Emergency department crowding may cause post -traumatic stress disorder (PTSD) in heart attack patients, which can lead to more heart attacks or mortality, according to a new study in the Journal of the American Medical Association.

The study, noting most heart attack patients first head to the ED, indicates the initial medical environment can influence patients' experiences.

"What we're showing here is--aside from the severity of a heart attack--the emergency department environment itself can carry forward and impact a person's psychological adjustment after," lead study author Donald Edmondson of Columbia University Medical Center told Reuters.

When entering an overcrowded and chaotic ED, patients may pick up on the stress of the doctors and nurses, Reuters noted.

The meta-analysis found that 12 percent of patients with acute coronary syndrome develop PTSD symptoms, which are associated with a doubled risk of another heart attack or dying within three years.

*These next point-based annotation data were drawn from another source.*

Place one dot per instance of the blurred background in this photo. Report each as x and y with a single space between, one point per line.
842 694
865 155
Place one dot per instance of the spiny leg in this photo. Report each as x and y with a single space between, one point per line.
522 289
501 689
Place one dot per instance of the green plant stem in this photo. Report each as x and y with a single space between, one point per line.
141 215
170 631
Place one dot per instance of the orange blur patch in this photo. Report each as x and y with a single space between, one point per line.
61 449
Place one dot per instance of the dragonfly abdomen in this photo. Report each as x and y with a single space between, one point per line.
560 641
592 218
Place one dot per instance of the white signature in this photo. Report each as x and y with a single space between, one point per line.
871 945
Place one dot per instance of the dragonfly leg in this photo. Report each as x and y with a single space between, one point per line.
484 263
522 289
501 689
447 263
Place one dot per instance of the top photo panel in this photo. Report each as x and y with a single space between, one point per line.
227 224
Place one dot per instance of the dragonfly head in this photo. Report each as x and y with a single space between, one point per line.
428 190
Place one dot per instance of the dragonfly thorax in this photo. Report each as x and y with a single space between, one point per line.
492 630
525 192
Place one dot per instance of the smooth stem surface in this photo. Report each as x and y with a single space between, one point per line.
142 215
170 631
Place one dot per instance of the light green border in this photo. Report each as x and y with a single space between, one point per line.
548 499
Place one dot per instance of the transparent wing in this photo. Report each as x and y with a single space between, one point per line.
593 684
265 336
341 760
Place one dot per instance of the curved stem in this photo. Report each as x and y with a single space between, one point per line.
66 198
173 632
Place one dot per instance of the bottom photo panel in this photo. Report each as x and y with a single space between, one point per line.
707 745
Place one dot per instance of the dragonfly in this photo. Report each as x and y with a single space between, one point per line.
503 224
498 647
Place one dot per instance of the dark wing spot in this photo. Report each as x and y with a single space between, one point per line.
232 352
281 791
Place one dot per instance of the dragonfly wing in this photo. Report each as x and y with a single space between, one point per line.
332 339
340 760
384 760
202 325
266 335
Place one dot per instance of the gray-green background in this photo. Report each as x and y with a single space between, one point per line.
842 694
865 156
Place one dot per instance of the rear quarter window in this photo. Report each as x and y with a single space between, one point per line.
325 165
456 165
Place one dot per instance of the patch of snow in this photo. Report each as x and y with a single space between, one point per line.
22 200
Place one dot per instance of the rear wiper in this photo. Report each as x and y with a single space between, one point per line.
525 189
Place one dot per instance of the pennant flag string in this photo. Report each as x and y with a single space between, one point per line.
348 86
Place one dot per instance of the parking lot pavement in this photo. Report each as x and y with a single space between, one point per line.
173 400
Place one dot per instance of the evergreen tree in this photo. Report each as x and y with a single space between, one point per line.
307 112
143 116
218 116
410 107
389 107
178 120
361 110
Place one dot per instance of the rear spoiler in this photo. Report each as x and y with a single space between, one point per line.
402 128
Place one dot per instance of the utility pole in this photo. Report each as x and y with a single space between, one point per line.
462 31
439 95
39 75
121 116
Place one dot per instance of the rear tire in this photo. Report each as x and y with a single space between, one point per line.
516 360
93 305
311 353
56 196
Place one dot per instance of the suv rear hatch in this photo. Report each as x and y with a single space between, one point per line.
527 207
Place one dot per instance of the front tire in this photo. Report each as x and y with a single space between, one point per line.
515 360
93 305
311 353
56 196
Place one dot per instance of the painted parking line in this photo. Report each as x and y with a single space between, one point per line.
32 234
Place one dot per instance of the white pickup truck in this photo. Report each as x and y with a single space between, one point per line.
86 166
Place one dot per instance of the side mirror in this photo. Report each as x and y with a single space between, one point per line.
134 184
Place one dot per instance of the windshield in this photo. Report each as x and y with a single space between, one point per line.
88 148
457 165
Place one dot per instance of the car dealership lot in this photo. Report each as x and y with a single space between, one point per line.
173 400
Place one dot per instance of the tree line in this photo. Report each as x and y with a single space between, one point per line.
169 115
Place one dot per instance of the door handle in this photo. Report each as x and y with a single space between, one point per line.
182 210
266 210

In addition to stress disorders, high ED crowding also is associated with increased inpatient mortality and moderate rises in length of stay and costs, according to a study last December in the Annals of Emergency Medicine.

To keep medical environments from contributing to distress and morbidity, hospitals should consider ways to redesign emergency departments, ward rooms and triage processing, according to an accompanying editor's note.

ED leaders also must make better use of the space they have to prevent overcrowding, healthcare leaders told FierceHealthcare for a special report last month. One way to make the most of ED capacity is to use internal waiting rooms, said Jesse Pines, a FierceHealthcare Editorial Advisory Board member and director of the Center for Healthcare Quality at George Washington University.